Trevi Therapeutics has announced that its Phase 2b CORAL trial, investigating Haduvio (nalbuphine extended-release tablets) for chronic cough in patients with idiopathic pulmonary fibrosis (IPF), has achieved 75% of its targeted enrollment. This milestone brings the trial closer to completion, with top-line data expected in the first half of 2025. The CORAL trial aims to evaluate the efficacy and safety of Haduvio in addressing the unmet need for effective cough treatments in IPF patients.

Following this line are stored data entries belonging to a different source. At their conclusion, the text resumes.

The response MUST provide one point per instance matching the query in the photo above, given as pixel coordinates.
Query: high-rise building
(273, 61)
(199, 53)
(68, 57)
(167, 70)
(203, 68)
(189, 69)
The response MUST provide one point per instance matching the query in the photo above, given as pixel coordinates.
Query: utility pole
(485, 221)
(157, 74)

CORAL Trial Design and Objectives
The Phase 2b CORAL trial (NCT05964335) is actively recruiting a total of 160 patients across multiple sites in 10 countries, including Australia, Canada, Chile, Turkey, and several European nations. Participants are randomized to receive one of three doses of Haduvio (27, 54, or 108 mg) or a placebo, administered twice daily for six weeks. The primary endpoint of the study is to assess changes in 24-hour cough frequency. Secondary endpoints include patient-reported outcomes related to cough severity, breathlessness, and overall quality of life.
An independent sample size re-estimation analysis, conducted after half of the participants in the highest dose group completed six weeks of treatment, supported the continuation of the trial with the originally planned sample size. This analysis indicated an 80% or higher likelihood of generating statistically significant data.

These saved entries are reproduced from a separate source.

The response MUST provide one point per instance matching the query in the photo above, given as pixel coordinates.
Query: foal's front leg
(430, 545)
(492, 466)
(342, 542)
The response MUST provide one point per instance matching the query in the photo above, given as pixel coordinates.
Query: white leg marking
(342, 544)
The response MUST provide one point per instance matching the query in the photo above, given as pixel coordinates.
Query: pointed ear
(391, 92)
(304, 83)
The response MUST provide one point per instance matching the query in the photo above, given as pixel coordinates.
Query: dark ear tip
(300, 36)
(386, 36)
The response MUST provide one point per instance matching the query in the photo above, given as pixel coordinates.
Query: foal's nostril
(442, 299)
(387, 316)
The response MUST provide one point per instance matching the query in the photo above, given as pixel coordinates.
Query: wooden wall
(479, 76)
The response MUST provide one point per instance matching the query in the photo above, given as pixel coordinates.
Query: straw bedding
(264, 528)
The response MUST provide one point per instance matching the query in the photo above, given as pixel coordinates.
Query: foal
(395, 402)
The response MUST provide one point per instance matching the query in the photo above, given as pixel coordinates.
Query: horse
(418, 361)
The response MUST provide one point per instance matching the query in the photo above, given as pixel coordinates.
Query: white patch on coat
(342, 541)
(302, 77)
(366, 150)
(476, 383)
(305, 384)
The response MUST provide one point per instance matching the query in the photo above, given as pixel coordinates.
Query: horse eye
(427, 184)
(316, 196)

Haduvio: A Novel Approach to Cough Management in IPF
Haduvio is an oral extended-release formulation of nalbuphine, a compound that modulates the activity of protein receptors involved in nerve-signaling pathways that mediate coughing. It acts on nerves within the central and peripheral nervous systems. IPF is a chronic and progressive lung disease characterized by inflammation and tissue scarring (fibrosis) in the lungs, leading to symptoms such as chronic cough, shortness of breath, and fatigue. Currently, there are no approved therapies specifically targeting chronic cough in IPF patients.

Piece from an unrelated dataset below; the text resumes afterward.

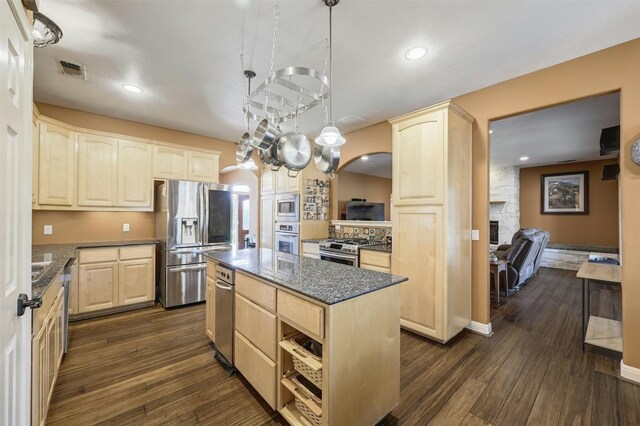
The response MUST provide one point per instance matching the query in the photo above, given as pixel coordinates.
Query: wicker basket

Promising Results from Previous Phase 2a Trial
Prior to the CORAL trial, a Phase 2a trial (NCT04030026), known as CANAL, demonstrated that Haduvio significantly reduced coughing in IPF patients. Data from the CANAL trial showed a 75.1% reduction in daytime cough frequency with Haduvio compared to a 22.6% reduction with placebo. Similar results were observed for 24-hour cough frequency, with a 76.1% reduction in the Haduvio group versus a 25.3% reduction in the placebo group.
Jennifer Good, Trevi’s president and CEO, stated that the positive outcome from the sample size re-estimation confirms the key powering assumptions of the trial design. She also noted that this milestone reaffirms their belief in Haduvio’s potential as a best-in-class and first-in-class treatment for IPF-related chronic cough, where no approved therapies currently exist. Good added that the analysis provides additional confirmation of the strong efficacy observed in the Phase 2a CANAL trial.